Beginning Monday, meanwhile, BetterTracker subscribers from the vendor side of that divide and their private capital backers will have access to far deeper market insights via the Strata Intelligence Suite, a new source of brutal truth that displays not only a more extensive list of category leaders but what their market share is and whether it’s trending up or down. Based on the user product reviews BetterTracker collects, the system also shows vendors how MSPs score them on key product attributes.
A similar offering for MSPs due within the next two months will help them compare the tools they use to what their peers use. “We can show them based on their size what their stack should look like,” Lancaster says.
That latest instance of tough love will be followed by yet another soon when the StackMarket 250 begins gradually evolving into the StackMarket 1000.
“We have pretty deep data now on about 200 different product categories,” Lancaster says. “Over the next probably month and a half, you’ll start to see us put in at least another 50 to 75.”
Over on The Business of Tech…
Podcast host extraordinaire Dave Sobel says that AI has made speed a scarce resource for MSPs.
“Your clients are not buying ‘ticket closure.’ They’re buying throughput with accountability. If your operating model is optimized for queues and approvals, you will be seen as the thing slowing the business down—and the business will work around you.”
Much more on that and other topics you care about right here.
Also worth noting
Wish I could have been there to see the launch! ThreatLocker now has a zero trust network and cloud access platform designed to prevent credential-based cyberattacks by enforcing least-privilege and zero-trust access controls.
Cork Cyber’s new software installer scripts are part of a broader expansion from cyber warranties to continuous cyber risk intelligence and automated remediation.
The Insurability FastTrack Program, from Sophos and Spektrum Labs, aims to help Sophos MDR users improve their cyber risk posture and qualify more easily for cyber insurance coverage.
The three new AI agents from IRONSCALES are designed to help security teams detect and respond to advanced phishing attacks and emerging forms of agent-driven cybercrime.
Keeper Security has added integrations with Atlassian Jira to help organizations unify privileged access governance with security incident response workflows.
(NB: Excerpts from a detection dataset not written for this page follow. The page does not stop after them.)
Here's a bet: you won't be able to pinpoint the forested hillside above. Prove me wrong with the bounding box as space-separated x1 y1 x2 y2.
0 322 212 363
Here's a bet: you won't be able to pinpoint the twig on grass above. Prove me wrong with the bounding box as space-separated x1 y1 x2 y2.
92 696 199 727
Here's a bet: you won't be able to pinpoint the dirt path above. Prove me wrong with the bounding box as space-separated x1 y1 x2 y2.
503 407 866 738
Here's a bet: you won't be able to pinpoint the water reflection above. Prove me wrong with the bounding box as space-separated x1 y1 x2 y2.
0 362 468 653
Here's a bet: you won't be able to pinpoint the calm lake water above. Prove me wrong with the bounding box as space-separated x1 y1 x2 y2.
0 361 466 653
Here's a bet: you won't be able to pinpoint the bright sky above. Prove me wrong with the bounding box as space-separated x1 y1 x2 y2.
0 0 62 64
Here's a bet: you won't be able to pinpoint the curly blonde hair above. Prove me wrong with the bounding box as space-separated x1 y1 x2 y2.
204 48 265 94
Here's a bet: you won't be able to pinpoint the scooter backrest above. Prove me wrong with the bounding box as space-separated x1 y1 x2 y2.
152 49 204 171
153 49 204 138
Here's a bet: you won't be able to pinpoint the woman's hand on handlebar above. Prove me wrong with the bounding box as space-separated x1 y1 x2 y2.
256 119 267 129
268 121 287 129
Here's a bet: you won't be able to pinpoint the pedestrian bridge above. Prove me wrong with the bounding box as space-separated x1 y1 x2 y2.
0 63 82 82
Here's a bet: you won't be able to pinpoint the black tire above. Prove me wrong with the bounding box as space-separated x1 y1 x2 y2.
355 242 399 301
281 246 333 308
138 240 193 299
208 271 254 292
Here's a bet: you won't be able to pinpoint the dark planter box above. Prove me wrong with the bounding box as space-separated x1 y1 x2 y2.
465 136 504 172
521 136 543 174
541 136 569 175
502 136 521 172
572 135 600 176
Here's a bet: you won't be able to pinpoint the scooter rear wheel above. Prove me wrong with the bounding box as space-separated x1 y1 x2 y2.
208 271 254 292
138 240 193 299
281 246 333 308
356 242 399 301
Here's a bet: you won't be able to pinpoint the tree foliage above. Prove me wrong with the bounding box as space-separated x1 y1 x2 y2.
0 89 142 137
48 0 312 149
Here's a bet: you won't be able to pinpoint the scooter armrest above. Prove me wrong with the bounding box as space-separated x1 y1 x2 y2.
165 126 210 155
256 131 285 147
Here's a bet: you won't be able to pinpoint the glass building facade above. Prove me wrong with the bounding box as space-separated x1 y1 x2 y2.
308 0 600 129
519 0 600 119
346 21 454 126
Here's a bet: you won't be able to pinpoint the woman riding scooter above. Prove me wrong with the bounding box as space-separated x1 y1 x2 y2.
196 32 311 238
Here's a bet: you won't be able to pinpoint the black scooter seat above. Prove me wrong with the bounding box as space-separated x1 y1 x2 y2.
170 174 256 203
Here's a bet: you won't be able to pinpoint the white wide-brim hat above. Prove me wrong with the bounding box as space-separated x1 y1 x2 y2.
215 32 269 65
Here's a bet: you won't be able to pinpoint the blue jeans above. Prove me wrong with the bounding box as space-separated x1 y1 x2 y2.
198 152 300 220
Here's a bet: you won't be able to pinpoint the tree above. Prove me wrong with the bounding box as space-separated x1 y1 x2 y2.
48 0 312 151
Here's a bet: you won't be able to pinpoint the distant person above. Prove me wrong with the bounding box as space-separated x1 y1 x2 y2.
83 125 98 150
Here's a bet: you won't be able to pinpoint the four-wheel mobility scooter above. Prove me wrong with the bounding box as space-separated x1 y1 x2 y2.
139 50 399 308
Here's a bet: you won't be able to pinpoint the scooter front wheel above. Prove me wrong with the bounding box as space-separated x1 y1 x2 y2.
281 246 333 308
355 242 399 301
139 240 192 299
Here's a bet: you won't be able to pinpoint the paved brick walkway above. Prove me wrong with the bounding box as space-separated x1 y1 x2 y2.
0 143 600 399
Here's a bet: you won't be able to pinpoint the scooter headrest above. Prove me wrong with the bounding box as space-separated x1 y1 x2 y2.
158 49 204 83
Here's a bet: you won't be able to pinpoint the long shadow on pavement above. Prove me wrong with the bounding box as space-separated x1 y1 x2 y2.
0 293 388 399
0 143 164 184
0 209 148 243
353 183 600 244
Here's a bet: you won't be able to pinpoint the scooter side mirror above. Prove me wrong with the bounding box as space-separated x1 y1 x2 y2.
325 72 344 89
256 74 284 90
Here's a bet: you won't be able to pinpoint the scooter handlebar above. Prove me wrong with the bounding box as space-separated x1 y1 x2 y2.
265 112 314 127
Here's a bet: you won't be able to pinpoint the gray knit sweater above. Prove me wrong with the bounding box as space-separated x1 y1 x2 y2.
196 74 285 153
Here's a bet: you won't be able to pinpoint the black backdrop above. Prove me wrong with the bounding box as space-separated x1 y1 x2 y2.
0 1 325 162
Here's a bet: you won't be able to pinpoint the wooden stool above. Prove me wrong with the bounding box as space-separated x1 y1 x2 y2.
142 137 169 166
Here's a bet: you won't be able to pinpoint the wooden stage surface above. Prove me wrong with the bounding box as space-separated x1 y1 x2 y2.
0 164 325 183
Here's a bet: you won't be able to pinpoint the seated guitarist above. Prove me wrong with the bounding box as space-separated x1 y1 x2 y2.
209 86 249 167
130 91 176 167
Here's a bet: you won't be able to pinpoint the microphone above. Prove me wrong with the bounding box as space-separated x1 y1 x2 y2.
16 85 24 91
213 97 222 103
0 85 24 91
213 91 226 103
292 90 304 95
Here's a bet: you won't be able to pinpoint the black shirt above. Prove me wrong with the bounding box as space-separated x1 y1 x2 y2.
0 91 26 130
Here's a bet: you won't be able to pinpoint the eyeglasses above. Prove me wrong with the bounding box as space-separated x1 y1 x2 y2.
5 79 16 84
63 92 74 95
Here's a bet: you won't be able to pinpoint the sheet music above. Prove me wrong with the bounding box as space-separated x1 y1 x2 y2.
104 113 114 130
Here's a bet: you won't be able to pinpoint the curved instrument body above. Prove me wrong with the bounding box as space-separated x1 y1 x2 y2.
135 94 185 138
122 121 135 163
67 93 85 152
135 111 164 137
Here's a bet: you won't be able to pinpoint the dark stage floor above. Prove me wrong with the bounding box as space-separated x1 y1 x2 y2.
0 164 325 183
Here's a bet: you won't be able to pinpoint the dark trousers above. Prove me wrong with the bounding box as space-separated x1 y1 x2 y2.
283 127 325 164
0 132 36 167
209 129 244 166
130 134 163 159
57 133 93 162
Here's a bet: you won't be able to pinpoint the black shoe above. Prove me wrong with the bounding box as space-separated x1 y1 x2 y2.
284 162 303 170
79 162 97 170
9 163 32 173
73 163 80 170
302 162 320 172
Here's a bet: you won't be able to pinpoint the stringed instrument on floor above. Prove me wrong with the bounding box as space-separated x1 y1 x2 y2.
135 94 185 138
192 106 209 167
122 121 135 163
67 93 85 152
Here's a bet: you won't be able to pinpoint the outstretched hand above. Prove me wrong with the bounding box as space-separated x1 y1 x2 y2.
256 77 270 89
Forcepoint’s latest data security functionality includes the Aria AI assistant and expanded endpoint data protection designed to safeguard data across distributed environments.
I wrote about the role distributors play in accelerating AI and cloud adoption here. GTDC has written about it now too in a new white paper.
Monjur’s new Monjur Pilot is an AI-powered assistant designed to help MSPs answer contract questions, automate redlining, and manage negotiations faster and with less risk.
Proofpoint’s AI-enabled Discovery & Archive suite for SMBs is designed to simplify compliance, data retention, and e-discovery with automated intelligence.
Cato Networks has shipped an auto-adaptive threat prevention engine designed to automatically adjust security defenses based on network behavior and emerging threats.
Teramind’s new AI governance platform provides tools to monitor, control, and manage risks associated with autonomous AI systems.
Salesforce has introduced a redesigned partner program designed to offer value-based rewards, expanded enablement, and new incentives aligned around customer success and AI-driven innovation.
Alkira’s new partner program aims to turn the network infrastructure-as-a-service vendor into a “partner-first company”.
Roland Palmer is the new CISO at JumpCloud.
Chad Reese is the new SVP of global channels at Vectra AI.
Rohit Chakravarthy is the new chief accounting officer at Pax8.